Türkiye ile ABD arasındaki temaslar çerçevesinde, nükleer enerji alanında heyecan verici bir işbirliği süreci başlatıldı. Enerji ve Tabii Kaynaklar Bakanı Alparslan Bayraktar, Stratejik Sivil Nükleer İşbirliği Mutabakat Zaptı imzalanmasıyla iki ülkenin karşılıklı fayda sağlayacak ortaklık yolunda önemli bir adım attığını belirtti. Güçlü ve ortak fayda odaklı bir vizyon ile liderlerin huzurunda gerçekleştirilen bu imza, gelecekteki ortak çalışmalar için bir temel oluşturdu.

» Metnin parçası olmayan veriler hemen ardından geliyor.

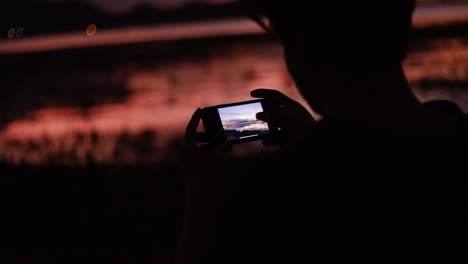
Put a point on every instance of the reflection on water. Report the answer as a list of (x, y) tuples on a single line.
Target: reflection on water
[(134, 108)]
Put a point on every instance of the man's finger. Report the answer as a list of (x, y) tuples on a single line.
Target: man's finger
[(202, 137), (270, 142), (191, 130)]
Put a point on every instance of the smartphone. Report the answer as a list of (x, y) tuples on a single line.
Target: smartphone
[(237, 123)]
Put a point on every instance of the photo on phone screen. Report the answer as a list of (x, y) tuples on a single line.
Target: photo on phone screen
[(240, 122)]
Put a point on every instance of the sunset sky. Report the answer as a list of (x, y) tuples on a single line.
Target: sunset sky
[(117, 6), (242, 118)]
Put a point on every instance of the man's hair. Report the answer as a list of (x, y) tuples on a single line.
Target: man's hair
[(364, 30)]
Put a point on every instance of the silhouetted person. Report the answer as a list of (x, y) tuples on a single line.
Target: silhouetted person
[(371, 181)]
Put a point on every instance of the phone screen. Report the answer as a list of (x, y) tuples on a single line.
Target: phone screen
[(240, 122)]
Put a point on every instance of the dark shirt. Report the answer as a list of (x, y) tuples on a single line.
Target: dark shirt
[(356, 193)]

Daha uygun maliyetli ve esnek enerji üretim teknolojileri kapsamında, geleneksel santrallerin önüne geçmesi hedeflenen küçük modüler reaktörler (SMR) gündeme geliyor. ABD ile Türkiye arasında önceki görüşmelerde de gündeme gelen SMR’ler, birim başına 300 MW’a kadar kapasite sunarak daha kısa sürede kurulum ve kurulum maliyetlerinde avantaj sağlıyor. Bu sayede, daha küçük alanlara uygun, hızlı kurulum ve ölçeklenebilirlik özellikleriyle enerji ihtiyacına hızlı cevap verebilen bir ağ kurulması planlanıyor.

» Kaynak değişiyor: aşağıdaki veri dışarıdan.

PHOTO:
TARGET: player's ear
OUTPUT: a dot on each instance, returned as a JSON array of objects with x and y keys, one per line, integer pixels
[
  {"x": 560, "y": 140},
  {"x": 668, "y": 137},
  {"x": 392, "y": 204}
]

Mevcut durumda SMR’ler için yasa çalışmalarının yeni dönemde TBMM’ye sunulması hedefleniyor ve Akkuyu santralinde Rusya ile kurulan mevcut iş modeli örnek olarak değerlendiriliyor. Yerli üretimin teşvik edildiği bir ortamda, SMR projelerine yerli sanayinin dahil edilmesi için özel mekanizmaların tasarlanması öngörülüyor.
Ülkeler arası nükleer güç hedefleri genişliyor Türkiye’nin büyük ölçekli santral projelerinin yanında, Sinop ve Trakya’da planlanan ek nükleer santral projeleri için hazırlıklar sürüyor. 2035’e kadar 7 gigavat hedefiyle ilerleyen planlarda, SMR’lerle entegrasyon sayesinde toplam kapasitenin 2050’ye kadar 20 gigavata yükselmesi amaçlanıyor.

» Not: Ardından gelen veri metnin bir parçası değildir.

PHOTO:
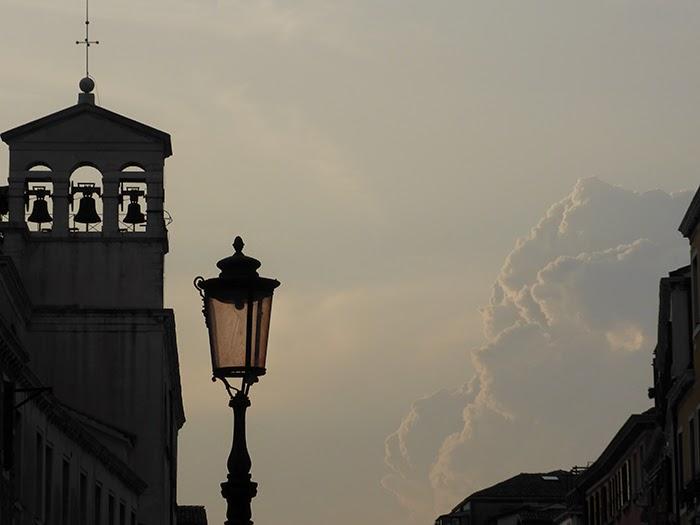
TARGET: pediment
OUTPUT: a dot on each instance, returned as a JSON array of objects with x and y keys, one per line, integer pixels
[{"x": 87, "y": 124}]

Diğer yanda, IKBY sınırında bulunan petrol sahalarının Türkiye’ye ulaştırılmasıyla enerji tedarik Zinciri güçlendiriliyor. Irak-Türkiye Boru Hattı üzerinden petrol sevkiyatı, 2023 yılında alınan Uluslararası Tahkim Mahkemesi kararının ardından durdurulmuştu; yeni anlaşmayla birlikte yaklaşık iki buçuk yıllık aranın ardından sevkiyat yeniden başlayacak. Bu adımlar, enerji alanında güvenilirlik ve istikrar arayışını sürdürüyor.